Racer: we do think 350hp is realistic with a tuned ECU, intake and exhaust. Since our dyno isn't installed yet, I don't have concrete numbers on anything, but the data we do have suggests that the stock Giulia is a bit under rated and has around 300hp, and that Jordan's car has been up around 350 with just our V2 intake and an agressive EDL tune.

Emissions is a complex subject. The short answer is that most of the mods don't effect an emissions test and will pass. Let's go through them all one by one.

Exaust: This one is easy. Exhaust mods after the cat are legal. I understand that Centerline is working with Magnaflow on a cat back exhaust. Not only will this be legal, I am 100% certain it will add power, and it's what we plan to use on our own 2.0 Giulia.

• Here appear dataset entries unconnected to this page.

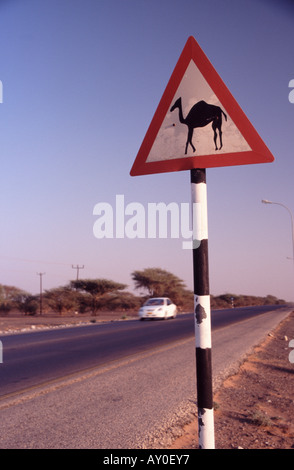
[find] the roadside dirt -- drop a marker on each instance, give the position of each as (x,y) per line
(254,409)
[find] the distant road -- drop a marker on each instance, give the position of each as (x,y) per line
(34,358)
(118,386)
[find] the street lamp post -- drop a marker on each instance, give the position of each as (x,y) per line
(266,201)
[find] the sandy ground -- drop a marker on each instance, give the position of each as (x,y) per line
(254,409)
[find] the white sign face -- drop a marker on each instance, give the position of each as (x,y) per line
(172,137)
(198,123)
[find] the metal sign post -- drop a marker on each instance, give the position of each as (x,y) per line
(197,125)
(202,311)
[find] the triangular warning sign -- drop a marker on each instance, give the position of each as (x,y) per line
(198,123)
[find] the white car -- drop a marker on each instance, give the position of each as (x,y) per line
(158,307)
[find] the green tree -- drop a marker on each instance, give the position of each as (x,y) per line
(160,283)
(61,299)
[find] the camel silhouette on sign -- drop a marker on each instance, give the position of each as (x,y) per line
(200,115)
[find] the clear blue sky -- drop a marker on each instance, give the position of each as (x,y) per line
(81,82)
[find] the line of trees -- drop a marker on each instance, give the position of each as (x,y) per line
(92,295)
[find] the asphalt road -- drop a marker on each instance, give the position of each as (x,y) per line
(31,359)
(136,397)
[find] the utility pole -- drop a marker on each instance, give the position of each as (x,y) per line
(41,290)
(78,269)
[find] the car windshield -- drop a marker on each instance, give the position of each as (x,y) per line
(154,302)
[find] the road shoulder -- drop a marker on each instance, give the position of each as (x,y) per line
(254,408)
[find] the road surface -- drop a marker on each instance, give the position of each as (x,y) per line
(121,385)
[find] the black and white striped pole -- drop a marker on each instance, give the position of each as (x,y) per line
(202,310)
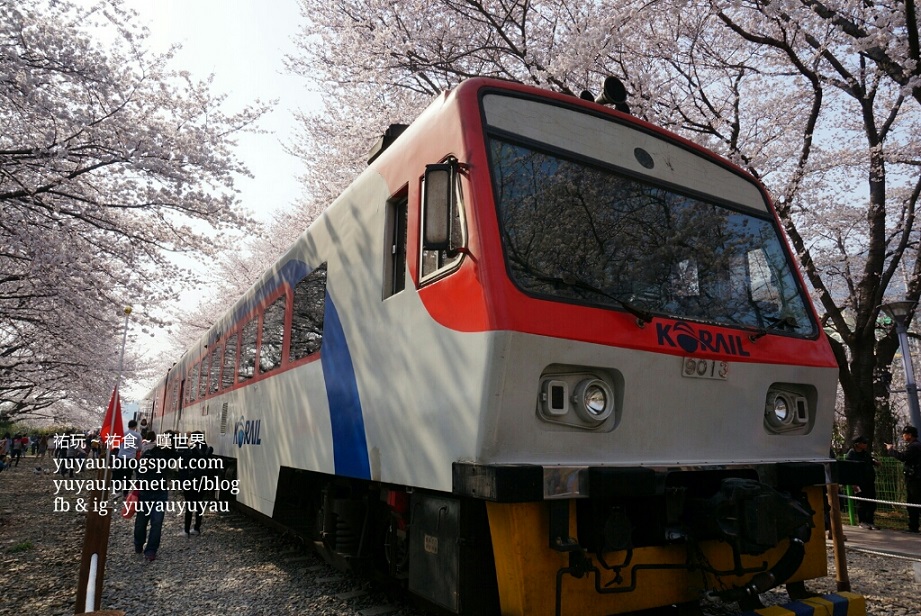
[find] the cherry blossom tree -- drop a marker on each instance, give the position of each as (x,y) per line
(819,100)
(116,170)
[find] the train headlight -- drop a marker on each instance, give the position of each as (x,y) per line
(593,400)
(781,409)
(787,409)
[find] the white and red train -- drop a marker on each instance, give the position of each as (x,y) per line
(541,357)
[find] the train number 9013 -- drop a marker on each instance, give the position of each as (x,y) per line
(705,368)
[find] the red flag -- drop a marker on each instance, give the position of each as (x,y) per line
(116,430)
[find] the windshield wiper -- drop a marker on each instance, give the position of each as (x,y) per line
(642,316)
(785,322)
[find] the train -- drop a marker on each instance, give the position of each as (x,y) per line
(540,357)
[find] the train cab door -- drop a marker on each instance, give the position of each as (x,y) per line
(179,405)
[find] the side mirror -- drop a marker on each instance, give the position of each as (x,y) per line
(438,206)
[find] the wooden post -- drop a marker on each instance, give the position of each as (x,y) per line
(95,541)
(837,536)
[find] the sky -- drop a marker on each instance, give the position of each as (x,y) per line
(242,43)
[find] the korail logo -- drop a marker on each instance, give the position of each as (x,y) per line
(246,432)
(683,335)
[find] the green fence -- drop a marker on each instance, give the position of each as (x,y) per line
(890,486)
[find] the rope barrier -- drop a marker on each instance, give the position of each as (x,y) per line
(879,502)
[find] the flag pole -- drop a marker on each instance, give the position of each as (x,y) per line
(118,379)
(99,514)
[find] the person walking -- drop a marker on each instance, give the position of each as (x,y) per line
(128,450)
(152,498)
(193,474)
(910,458)
(866,486)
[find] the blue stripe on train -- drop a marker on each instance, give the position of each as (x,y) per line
(350,448)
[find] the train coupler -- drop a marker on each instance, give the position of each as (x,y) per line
(837,604)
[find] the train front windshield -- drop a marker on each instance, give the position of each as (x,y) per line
(583,232)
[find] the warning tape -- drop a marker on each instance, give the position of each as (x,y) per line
(872,500)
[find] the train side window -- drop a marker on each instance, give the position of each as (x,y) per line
(248,351)
(307,319)
(440,255)
(230,361)
(192,389)
(203,378)
(395,247)
(273,335)
(216,357)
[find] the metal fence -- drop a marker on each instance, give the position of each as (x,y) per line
(890,489)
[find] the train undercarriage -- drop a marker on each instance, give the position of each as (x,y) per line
(622,541)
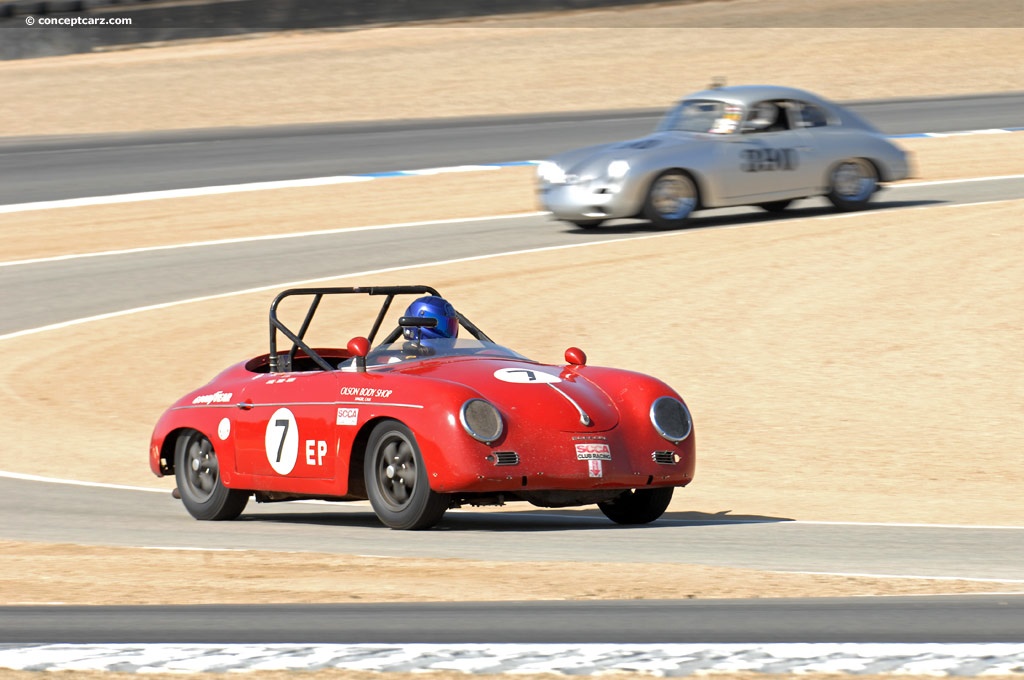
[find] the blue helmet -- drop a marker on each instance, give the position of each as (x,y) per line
(432,306)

The intakes are all designed with the correct emissions fittings and will not have any negative impact on tail pipe emissions. However, in locations that have an under hood visual inspection and a requirement that parts be stock or approved by the state (which sadly means the manufacturer paid them a large "testing" fee) a modified intake will be an automatic fail. However, in the case of our V1 intake, it would probably pass since it's essentially a direct replacement part and retains the factory air box. All the intakes are easy to install and remove, so the other intakes could be taken on and off as needed, like for track days. I'll talk more about this when the intakes are actually out. I think Toby put up some sneak peaks. The intakes are really nice, they are the best we have ever made.

I want to add that the intakes won't harm actual emissions, if anything they are cleaner than the factory airbox. The only issue is with the visual component of the test.

The ECU tune is an easy one. It will easily pass any emissions test that a stock car will pass, it's undetectable during an emissions test.